Prehistoric bite marks

Reaching speeds of up to 40 km/h, ichthyosaurs were high-speed pursuit predators that hunted small prey such as fish, squid-like animals, and even hatchling sea turtles. Adults of this particular kind of ichthyosaur, (Platypterygius), grew to about six metres and shared the cold Cretaceous polar seas with a diversity of plesiosaurs - long-necked marine reptiles that ranged from the size of a seal to the length of a bus.

Kear's discovery of the well preserved bite marks were made during the painstaking fossil cleaning and reassembly process with PhD student Maria Zammit, also from Uppsala University.

Looking at the non-lethal positioning and close spacing of the facial wounds, the researchers suggest they are the result of aggressive behaviour between members of the same species.

"Pathological traces on ancient fossilised bones and teeth give unique insights into the lives and social behaviours of extinct animals. This particular find suggests that ichthyosaurs might have engaged in aggressive behaviour with each other," said Kear. "Modern animals often fight over food, territory or mates, so we could expect that ichthyosaurs did the same."
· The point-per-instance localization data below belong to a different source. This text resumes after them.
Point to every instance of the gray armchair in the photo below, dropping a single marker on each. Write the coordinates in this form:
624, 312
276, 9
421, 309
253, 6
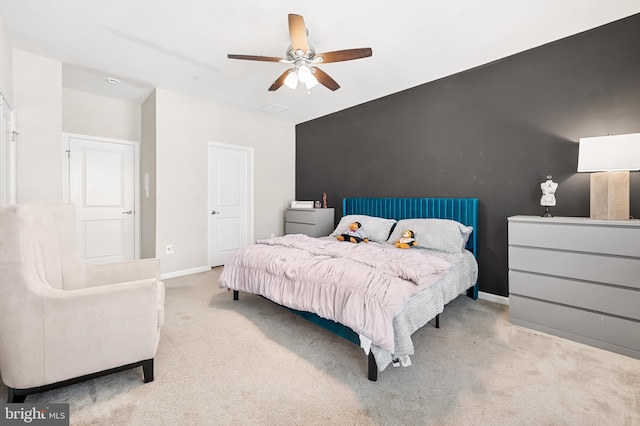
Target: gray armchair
64, 320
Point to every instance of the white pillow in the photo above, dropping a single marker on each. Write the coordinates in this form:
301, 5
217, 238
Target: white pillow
375, 228
439, 234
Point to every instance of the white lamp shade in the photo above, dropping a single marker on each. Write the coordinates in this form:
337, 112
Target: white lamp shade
609, 153
291, 81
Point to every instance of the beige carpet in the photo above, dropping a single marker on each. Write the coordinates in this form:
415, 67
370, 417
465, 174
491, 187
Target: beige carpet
250, 362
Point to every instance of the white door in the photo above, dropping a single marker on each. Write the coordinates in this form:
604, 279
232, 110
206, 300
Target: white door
103, 188
7, 154
230, 190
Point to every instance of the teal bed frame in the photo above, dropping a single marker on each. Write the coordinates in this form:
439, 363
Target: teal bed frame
463, 210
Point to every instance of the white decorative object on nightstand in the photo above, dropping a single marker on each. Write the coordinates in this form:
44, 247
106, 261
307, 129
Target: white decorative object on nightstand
577, 278
312, 222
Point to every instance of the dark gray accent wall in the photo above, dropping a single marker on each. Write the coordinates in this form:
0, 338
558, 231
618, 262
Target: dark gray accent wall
493, 132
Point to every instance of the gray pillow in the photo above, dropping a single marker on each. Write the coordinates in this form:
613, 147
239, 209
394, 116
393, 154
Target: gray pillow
375, 228
439, 234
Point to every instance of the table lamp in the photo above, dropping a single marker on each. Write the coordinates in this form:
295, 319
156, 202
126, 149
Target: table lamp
612, 157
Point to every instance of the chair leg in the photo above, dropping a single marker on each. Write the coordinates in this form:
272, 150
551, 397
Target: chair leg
13, 397
147, 370
373, 367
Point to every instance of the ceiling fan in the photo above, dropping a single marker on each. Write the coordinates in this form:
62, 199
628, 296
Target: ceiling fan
304, 58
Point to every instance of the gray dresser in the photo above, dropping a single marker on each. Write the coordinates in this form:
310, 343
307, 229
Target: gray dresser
312, 222
577, 278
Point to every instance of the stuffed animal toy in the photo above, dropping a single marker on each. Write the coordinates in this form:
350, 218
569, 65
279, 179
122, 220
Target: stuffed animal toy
354, 235
407, 240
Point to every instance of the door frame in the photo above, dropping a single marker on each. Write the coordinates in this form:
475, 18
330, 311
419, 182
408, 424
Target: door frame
250, 191
66, 181
8, 155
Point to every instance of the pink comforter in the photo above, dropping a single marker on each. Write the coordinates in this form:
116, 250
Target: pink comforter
363, 286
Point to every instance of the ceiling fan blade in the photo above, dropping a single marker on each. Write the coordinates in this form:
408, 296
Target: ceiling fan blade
298, 33
279, 81
324, 79
345, 55
255, 58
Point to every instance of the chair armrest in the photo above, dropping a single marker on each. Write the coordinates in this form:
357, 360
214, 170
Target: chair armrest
112, 273
98, 328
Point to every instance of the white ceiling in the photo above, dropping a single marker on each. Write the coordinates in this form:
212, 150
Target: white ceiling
182, 45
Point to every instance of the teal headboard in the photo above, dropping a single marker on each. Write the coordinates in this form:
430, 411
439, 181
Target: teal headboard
463, 210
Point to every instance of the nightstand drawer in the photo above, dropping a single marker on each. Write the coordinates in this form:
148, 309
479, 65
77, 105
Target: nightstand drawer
299, 228
301, 216
311, 222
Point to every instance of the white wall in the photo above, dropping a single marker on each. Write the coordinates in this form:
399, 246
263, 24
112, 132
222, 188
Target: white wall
6, 64
148, 166
184, 127
37, 92
96, 115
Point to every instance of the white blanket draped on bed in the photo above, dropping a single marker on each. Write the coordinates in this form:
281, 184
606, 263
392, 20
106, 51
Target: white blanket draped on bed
363, 286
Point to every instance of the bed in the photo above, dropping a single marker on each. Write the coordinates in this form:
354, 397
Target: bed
289, 271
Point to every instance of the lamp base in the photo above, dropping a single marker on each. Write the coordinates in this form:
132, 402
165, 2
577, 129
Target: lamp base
610, 195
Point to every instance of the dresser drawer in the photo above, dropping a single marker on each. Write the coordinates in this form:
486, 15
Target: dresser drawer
616, 270
299, 228
619, 301
621, 239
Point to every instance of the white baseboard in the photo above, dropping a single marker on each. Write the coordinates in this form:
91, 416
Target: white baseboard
184, 272
493, 298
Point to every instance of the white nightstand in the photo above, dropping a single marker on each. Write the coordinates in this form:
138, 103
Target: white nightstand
312, 222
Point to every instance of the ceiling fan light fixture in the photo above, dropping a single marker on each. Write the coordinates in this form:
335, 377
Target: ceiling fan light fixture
304, 74
292, 80
313, 82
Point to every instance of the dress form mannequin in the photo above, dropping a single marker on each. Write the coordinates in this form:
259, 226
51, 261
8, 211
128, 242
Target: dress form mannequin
548, 198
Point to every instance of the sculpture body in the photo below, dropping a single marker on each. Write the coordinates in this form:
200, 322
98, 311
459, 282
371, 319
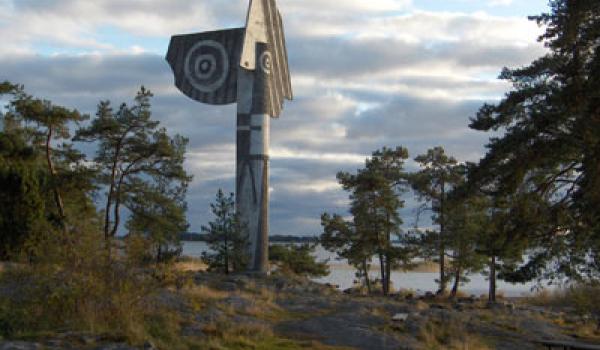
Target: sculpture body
248, 66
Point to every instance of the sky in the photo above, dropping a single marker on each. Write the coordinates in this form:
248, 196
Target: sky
365, 74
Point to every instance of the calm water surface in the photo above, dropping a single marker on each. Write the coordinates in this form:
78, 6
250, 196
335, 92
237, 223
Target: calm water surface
342, 274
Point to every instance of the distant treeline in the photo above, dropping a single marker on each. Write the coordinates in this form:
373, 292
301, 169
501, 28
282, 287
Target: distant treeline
199, 237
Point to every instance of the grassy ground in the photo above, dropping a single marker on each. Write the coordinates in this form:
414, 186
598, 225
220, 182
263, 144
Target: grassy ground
186, 309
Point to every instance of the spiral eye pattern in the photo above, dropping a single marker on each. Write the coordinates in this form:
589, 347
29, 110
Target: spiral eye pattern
266, 62
206, 66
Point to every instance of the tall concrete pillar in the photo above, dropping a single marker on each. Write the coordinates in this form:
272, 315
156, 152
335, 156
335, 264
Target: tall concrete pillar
249, 66
252, 171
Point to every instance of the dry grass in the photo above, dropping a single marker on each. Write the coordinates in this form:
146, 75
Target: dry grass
190, 265
450, 335
578, 300
225, 335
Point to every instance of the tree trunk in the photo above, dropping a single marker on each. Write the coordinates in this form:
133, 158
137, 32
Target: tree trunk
57, 195
117, 209
226, 257
382, 269
111, 190
442, 243
492, 292
388, 261
388, 270
367, 279
456, 283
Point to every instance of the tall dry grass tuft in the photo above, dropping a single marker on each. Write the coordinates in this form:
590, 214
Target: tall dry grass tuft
582, 299
71, 283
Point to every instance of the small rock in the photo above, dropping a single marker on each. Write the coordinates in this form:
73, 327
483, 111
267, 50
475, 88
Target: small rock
228, 286
121, 346
401, 317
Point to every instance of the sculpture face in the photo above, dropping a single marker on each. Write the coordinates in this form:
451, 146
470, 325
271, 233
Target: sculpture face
248, 66
206, 65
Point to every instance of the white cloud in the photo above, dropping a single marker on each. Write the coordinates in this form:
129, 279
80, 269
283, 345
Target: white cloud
365, 74
501, 2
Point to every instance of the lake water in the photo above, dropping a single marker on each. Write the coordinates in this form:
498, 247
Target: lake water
342, 274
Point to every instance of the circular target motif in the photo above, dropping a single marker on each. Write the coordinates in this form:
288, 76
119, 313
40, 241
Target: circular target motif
266, 62
206, 66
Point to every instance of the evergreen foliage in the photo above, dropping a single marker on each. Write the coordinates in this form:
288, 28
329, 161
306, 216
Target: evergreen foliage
225, 237
438, 175
375, 204
142, 166
550, 146
298, 259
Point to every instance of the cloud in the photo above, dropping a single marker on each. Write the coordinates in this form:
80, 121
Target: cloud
366, 74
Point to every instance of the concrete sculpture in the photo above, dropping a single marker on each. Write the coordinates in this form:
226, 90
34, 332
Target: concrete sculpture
248, 66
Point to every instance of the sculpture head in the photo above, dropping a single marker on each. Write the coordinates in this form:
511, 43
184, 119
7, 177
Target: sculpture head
206, 65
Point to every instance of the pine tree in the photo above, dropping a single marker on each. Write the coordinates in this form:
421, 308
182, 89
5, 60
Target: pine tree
438, 175
550, 147
375, 196
341, 237
225, 237
133, 153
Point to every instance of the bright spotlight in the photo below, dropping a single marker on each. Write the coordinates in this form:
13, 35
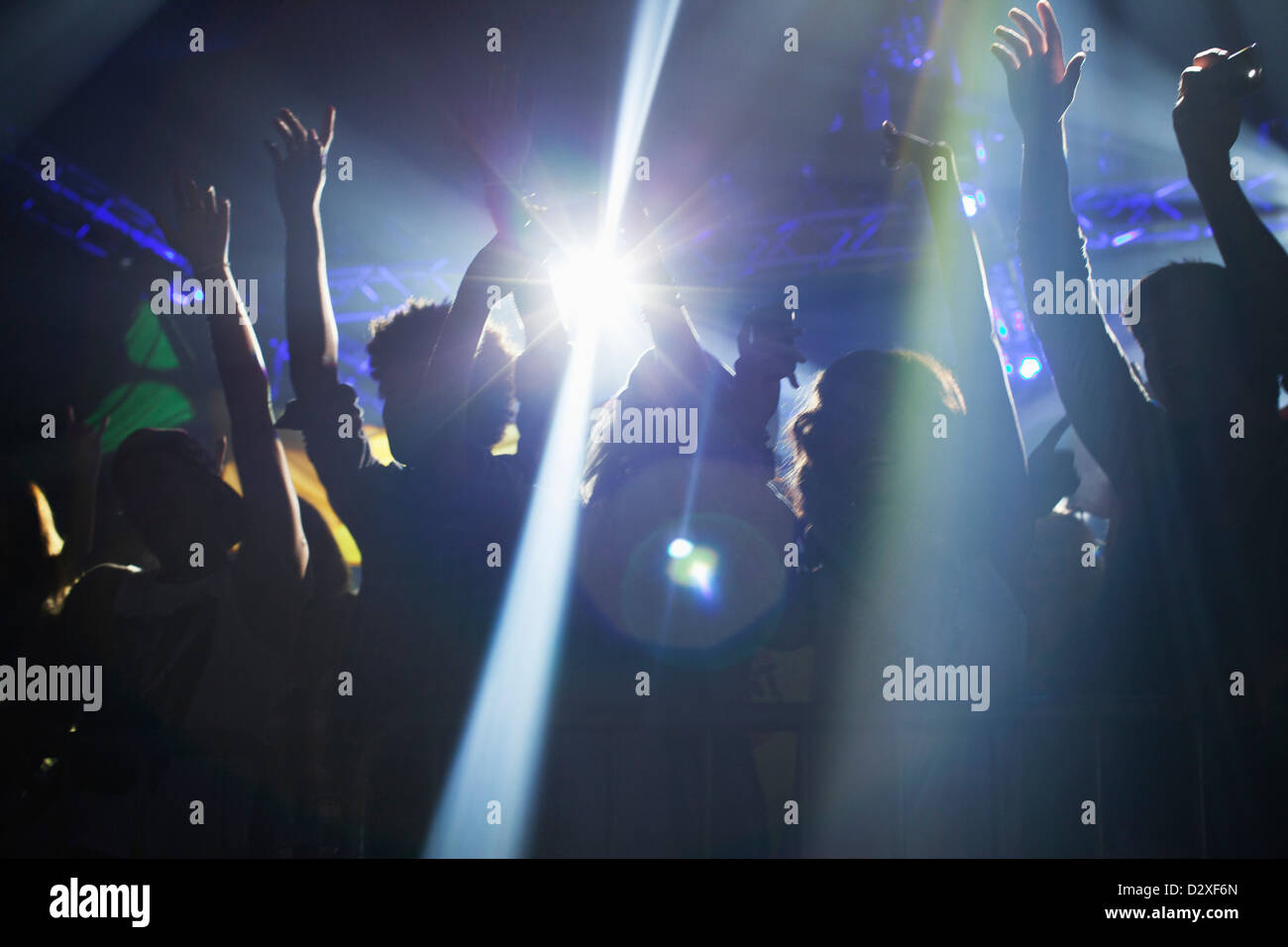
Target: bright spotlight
695, 567
592, 289
679, 549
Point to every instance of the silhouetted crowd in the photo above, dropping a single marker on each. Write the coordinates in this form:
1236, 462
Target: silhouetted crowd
906, 641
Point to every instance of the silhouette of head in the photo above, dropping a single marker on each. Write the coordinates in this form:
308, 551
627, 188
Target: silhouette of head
170, 492
399, 351
1190, 331
867, 436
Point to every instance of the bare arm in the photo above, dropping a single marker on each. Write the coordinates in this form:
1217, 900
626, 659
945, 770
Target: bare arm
1206, 120
1096, 382
990, 410
274, 554
300, 174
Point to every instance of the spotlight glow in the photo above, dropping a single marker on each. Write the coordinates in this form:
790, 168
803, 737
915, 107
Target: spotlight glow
592, 289
496, 761
695, 569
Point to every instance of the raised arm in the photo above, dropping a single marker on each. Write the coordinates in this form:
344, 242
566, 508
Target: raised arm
990, 408
300, 172
1096, 382
1206, 120
274, 554
664, 309
500, 136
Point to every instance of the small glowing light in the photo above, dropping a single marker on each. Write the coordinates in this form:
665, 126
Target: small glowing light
696, 569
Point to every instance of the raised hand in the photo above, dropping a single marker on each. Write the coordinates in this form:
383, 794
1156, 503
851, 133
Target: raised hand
200, 231
1207, 112
1039, 82
1052, 474
300, 163
767, 344
903, 149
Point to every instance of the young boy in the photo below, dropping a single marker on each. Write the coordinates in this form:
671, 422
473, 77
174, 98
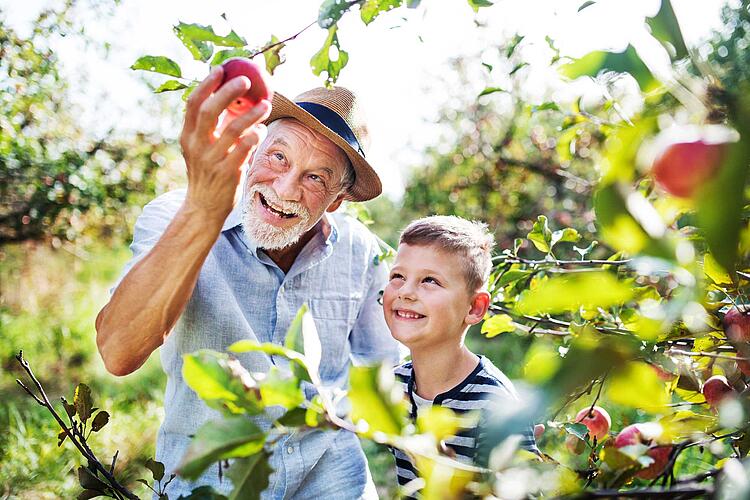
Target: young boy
437, 290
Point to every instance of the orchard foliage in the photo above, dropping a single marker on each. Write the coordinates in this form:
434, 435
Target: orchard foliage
630, 300
58, 181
A piece of the Australian story

Facial biting is a common social interaction observed in animals today and is often done to restrain an opponent's jaws. Evidence of advanced healing indicates that the animal survived the attack and lived on for some time afterwards.

Given the complex social behaviour in extant aquatic reptiles, researchers suggest the marks may be an indicator of conflict during courtship and mating, or combat over food, territory or social dominance. Similar behaviour has also been indicated in fossils of similar extinct aquatic reptile species. However as little is known about the ichthyosaur, which have no modern day relative, it can be difficult to infer behaviour from this rare sample.

"Marks like this could well have been made by other ichthyosaurs of the same species or by other large marine reptiles like a medium-sized pliosaur, and as they are not determinable to precise species they do not necessarily represent an indication of ichthyosaur behaviour," said John Long, an Australian palaeontologist from the Natural History Museum of Los Angeles County in the U.S., who was not involved in the study.

"They are still an interesting record of a marine reptile pathology, which are indeed rare in the fossil record and are an important peace of the puzzle that contributes to life in the Australian story," he added.